The story behind Grimes’s ‘Oblivion’ video

Director Emily Kai Bock shares the making of that awesome video.

Emily Kai Bock is a Montreal based video director, film student and friend of Claire Boucher, aka Grimes. Along with mutual friend and cinematographer Evan Profofsky, they made the video to Grimes’s song Oblivion on a shoe-string budget last summer. It hit the internet on Friday and has already topped 200,000 views. What makes it so good, so very repeat-watchable, is the way it both embraces and rejects the traditional pop video narrative. With her headphones on, Boucher is in her own world, performing for herself as much as the onlooker. While that may be for practical reasons (see below), the effect is the same. And, yes, there are cheerleaders and body builders too. It’s fun, it’s powerful and it’s yet more evidence for Grimes’s dead-cert star status. I dropped Emily a few questions last week to find out about the making of the video, how she got into film making and why she’s drawn to working in the music video medium.

Hey Emily, how are you?

I’m great.
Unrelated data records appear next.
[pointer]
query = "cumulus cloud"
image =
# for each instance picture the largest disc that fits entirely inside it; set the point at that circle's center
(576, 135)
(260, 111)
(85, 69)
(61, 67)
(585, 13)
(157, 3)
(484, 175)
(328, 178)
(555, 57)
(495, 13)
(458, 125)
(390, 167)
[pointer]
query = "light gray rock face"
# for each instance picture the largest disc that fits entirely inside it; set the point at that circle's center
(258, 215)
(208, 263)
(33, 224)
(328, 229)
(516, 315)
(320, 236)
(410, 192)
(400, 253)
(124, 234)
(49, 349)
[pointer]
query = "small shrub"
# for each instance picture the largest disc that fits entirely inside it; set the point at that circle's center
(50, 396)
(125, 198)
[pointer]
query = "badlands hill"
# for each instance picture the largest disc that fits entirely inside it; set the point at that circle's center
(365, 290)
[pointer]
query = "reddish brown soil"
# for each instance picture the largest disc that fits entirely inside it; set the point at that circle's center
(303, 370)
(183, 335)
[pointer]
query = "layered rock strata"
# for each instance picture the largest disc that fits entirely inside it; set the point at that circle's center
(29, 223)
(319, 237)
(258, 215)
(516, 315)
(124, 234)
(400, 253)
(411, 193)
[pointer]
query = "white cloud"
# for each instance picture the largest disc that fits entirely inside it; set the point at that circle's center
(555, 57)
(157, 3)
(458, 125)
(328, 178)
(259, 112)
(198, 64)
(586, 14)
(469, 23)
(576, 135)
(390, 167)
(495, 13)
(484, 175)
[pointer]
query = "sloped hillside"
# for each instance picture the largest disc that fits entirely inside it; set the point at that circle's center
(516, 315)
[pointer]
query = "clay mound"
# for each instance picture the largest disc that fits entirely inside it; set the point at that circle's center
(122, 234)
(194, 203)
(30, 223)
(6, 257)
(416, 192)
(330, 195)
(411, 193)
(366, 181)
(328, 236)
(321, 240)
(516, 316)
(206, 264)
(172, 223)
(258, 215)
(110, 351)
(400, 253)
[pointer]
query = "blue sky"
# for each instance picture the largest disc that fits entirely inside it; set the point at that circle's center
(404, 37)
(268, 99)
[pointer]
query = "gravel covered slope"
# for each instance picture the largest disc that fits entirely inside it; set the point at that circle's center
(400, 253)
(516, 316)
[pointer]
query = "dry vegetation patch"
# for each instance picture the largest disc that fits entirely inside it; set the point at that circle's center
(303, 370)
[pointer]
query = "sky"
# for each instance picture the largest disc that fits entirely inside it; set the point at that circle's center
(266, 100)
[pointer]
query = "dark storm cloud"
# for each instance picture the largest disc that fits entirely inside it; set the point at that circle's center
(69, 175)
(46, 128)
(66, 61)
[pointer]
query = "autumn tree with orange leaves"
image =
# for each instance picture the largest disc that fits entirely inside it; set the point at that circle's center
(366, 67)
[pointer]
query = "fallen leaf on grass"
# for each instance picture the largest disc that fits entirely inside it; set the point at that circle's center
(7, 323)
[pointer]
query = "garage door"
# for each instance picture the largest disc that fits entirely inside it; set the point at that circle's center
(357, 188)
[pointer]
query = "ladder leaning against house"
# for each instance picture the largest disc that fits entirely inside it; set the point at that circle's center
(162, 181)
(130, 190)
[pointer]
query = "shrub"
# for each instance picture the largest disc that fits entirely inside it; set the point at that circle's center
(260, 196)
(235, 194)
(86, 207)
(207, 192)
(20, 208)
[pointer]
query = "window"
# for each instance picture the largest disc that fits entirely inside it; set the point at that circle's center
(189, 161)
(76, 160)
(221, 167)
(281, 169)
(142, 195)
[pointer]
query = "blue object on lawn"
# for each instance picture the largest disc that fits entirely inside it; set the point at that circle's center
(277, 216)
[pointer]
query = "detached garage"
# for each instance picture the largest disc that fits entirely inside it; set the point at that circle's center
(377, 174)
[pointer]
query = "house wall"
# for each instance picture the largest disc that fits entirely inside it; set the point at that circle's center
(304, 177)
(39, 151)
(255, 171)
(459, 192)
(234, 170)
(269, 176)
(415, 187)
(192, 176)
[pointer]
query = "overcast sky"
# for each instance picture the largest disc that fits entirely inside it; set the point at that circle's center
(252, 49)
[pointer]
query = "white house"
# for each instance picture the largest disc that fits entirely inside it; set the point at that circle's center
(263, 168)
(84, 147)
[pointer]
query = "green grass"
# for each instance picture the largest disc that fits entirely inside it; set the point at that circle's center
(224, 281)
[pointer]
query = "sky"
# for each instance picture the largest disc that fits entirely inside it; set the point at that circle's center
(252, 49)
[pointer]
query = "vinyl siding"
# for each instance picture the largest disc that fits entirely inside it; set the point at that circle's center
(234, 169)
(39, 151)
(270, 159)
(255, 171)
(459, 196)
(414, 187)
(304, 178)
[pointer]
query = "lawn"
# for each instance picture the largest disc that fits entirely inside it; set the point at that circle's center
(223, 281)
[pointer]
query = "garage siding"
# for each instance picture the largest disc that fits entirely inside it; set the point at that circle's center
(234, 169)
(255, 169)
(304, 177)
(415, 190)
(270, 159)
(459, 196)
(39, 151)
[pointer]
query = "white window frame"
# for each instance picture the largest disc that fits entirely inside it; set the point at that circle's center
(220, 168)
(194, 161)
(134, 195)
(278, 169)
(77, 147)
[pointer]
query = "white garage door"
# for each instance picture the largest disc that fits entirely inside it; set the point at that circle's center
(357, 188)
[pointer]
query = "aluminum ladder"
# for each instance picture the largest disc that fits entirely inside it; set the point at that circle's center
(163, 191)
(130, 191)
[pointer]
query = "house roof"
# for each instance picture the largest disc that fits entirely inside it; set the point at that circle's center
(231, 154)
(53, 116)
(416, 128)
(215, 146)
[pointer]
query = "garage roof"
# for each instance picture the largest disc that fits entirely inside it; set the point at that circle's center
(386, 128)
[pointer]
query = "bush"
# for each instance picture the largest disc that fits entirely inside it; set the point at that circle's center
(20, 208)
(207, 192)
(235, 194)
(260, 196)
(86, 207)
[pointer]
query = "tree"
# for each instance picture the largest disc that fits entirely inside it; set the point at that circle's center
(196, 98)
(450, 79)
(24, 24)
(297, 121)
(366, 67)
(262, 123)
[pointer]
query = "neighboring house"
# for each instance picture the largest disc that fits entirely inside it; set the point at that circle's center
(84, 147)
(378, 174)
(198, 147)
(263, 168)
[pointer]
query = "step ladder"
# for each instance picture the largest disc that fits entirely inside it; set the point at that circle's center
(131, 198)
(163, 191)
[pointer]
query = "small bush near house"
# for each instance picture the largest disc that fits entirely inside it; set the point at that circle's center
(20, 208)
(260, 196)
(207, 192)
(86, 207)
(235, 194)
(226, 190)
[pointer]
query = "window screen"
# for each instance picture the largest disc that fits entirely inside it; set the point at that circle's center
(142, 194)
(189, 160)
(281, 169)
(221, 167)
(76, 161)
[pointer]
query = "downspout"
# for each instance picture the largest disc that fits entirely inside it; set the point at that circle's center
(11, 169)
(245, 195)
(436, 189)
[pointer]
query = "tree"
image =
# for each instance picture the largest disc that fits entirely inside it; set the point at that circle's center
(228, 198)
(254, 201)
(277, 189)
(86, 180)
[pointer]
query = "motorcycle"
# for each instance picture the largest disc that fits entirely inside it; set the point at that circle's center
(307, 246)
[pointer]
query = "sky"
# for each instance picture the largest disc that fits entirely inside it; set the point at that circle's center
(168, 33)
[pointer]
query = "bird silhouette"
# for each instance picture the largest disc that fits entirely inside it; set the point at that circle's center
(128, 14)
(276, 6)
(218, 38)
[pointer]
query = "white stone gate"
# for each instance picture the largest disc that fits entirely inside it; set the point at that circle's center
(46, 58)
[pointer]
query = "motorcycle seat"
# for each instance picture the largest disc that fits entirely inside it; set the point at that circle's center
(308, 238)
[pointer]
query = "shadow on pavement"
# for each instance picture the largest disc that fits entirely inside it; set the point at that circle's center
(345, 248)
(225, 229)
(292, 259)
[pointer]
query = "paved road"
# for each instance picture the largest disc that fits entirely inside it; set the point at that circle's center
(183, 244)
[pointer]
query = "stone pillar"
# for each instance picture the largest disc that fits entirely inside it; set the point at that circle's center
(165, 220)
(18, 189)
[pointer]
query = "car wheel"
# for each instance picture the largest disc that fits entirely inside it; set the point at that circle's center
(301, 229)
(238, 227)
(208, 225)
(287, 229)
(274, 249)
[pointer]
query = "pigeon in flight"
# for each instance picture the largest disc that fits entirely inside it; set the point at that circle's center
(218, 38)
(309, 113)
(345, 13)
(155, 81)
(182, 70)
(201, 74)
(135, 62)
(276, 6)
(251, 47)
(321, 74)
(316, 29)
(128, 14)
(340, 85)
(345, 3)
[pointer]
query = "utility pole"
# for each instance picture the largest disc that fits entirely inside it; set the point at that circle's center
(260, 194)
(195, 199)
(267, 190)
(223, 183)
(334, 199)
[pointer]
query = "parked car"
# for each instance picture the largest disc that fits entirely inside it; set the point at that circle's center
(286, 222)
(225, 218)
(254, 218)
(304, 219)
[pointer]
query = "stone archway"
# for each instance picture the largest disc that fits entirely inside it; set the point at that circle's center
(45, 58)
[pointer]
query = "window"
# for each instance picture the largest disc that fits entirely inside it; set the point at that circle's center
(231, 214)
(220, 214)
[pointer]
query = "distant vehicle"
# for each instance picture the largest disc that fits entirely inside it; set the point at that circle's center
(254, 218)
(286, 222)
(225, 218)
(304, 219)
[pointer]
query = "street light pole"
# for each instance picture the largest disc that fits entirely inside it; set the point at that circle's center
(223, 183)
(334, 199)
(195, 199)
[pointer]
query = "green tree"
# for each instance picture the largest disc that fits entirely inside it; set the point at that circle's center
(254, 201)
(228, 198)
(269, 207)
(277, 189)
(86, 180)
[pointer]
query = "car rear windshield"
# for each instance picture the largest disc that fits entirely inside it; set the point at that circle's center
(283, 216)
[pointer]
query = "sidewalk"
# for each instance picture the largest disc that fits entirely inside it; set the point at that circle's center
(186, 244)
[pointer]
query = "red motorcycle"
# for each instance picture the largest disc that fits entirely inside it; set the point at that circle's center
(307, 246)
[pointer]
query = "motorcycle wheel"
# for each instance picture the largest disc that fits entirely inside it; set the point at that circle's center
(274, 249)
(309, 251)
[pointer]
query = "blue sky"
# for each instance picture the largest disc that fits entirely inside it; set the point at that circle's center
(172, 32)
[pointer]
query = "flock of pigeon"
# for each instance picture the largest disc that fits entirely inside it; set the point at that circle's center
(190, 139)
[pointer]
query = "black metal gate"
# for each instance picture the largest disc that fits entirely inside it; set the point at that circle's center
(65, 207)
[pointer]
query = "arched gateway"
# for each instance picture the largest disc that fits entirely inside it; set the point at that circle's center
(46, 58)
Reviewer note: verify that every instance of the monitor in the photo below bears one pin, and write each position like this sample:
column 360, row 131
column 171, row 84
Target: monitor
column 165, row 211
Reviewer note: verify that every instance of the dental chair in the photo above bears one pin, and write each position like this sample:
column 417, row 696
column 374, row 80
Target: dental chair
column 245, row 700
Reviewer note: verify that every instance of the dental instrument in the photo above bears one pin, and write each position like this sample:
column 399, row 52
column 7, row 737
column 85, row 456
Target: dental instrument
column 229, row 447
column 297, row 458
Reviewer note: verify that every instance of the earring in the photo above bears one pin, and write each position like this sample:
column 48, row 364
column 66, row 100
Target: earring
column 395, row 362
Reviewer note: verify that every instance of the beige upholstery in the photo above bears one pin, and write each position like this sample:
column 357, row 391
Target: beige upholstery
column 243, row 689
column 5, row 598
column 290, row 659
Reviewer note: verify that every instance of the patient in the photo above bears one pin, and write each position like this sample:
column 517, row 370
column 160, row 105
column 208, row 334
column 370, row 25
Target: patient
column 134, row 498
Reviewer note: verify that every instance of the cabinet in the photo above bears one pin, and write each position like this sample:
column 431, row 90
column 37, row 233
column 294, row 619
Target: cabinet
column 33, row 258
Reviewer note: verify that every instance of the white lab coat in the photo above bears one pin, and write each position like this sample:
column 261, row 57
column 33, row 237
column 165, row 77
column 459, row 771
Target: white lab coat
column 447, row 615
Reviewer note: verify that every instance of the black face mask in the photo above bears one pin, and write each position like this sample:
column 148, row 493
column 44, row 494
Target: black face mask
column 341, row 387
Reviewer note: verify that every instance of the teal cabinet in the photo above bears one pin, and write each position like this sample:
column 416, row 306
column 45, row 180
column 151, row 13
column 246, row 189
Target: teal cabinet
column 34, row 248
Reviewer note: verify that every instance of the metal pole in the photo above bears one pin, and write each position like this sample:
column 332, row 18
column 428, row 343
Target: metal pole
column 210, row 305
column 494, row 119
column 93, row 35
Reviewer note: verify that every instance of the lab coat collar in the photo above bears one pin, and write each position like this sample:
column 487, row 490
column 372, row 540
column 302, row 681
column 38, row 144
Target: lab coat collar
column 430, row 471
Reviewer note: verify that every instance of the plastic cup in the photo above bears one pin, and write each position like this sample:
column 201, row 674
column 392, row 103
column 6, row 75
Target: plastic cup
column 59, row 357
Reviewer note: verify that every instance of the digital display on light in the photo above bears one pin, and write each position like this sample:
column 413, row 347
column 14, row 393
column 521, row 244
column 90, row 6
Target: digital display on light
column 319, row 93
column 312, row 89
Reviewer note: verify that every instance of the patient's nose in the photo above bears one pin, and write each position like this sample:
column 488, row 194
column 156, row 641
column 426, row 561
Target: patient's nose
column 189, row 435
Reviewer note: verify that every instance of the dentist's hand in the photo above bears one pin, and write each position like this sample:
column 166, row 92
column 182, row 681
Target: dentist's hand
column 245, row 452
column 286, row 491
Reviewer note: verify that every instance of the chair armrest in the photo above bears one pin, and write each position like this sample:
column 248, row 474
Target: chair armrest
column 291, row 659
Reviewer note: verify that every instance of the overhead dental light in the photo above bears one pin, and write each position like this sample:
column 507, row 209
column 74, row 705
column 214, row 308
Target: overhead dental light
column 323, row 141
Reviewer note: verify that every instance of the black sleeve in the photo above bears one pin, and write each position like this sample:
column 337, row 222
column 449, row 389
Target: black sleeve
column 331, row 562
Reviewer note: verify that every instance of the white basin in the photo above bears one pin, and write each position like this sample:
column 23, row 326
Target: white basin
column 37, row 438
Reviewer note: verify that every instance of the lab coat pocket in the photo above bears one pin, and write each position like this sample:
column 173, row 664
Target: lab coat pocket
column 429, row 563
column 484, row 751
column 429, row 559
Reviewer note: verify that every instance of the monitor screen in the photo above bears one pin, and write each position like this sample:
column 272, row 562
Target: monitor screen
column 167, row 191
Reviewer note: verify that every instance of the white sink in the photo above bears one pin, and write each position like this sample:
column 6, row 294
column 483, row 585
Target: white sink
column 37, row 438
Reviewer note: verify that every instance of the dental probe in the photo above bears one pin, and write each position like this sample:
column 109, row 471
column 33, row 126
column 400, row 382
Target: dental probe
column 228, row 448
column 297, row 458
Thank you.

Congratulations on the Oblivion video! I love the way it plays with the classic pop video trope but with a very Grimes spin on it. What was the idea behind it?

I guess I had been thinking about the gladiator archetype and how it would be interesting to re-contextualize it as well as play around with the roles of the spectacle and the spectator. I liked the idea of framing Claire against a typically male crowd, having her attention fixed to the camera as the crowd’s attention was diverted to the field, allowing her to become the most dominate thing in the frame while at the same time surrounded by men twice her size.

The shoot looks like it was a lot of fun. Could you tell me a bit about the making of it?

We shot it in one weekend, which I guess, was pretty insane. The two sporting events were back to back, which worked out well for renting the 35mm cameras. The energy of the crowd was incredible. Claire had to wear headphones out of necessity to hear the music and I had to tap Evan (the cinematographer) on the shoulder to start and end takes. The mosh pit scene was a lot fun – we used her brother’s friends who were all very sweet. I wanted them to look really exhausted throughout it, so I asked them to do push-ups when the camera wasn’t rolling, which was sort of cruel looking back. We oiled them up in vegetable oil and Claire bought them about 12 frozen pizzas.

What is Grimes like to work with?

She is a good friend of mine and we innately trust each other which made it really easy. I think I started making films around the same time she started to record music, so there was this sense of accomplishment working on a music video together. Her work and who she is has always inspired me and we have a lot of fun together, so over all, it was a pretty euphoric experience.

How did you get into film making/video directing?

It was an evolution of documenting my installation/performance work, and then beginning to make work specially for the camera, starting with documentary up to now, mixing documentary into fiction – I think both elements are in her video.

What is it about music videos that particularly appeal to you personally?

I think music and film are essentially of the same spirit. Most of my friends are musicians. I like the way music videos are a free territory for film experimentation and still accessible to the general public. You can learn a lot from music videos as a filmmaker. I also like that they are short films and when you work with a talented musician the images evoke themselves and the music directs the story, kind of like a ghost-writer.

What’s your all-time favourite music video and why?

Tough question. I’d have to say, Spike Jonze, ‘Da Funk’ for Daft Punk has always stuck with me. Of course the work of Jonathan Glazer and Romain Gavras, both incredibly ambitious directors who have really set the bar on what is cinematically possible within a 3 min music video.

Who would you most like to work with and why?

Alex Prager, Bill Viola, and Jesper Just are my favourite artists working within the realm of video art. They are able to convey an intense emotional reaction within the viewer using very few images and sounds. I would love to watch how they do it.

What are you working on at the moment?

I still have another year of film school left. I’m working on the pre-production for second video for Grimes and a first one for Blue Hawaii (another close friend/Montreal band). Both, I would like to shoot this summer.

And finally, dreams for 2012?

More music videos. I started a documentary on Tonstartssbandht back in 2008 that I would like to finally edit into a feature doc. I have an idea for a fiction film I’d like to develop more. I went down to New Orleans for the first time last summer and it would be nice to return to edit everything down there. It’s a really beautiful city, similar to Montreal in the way it kind of operates under its own rule within a country, but decked out in glittery beads hanging from banana trees.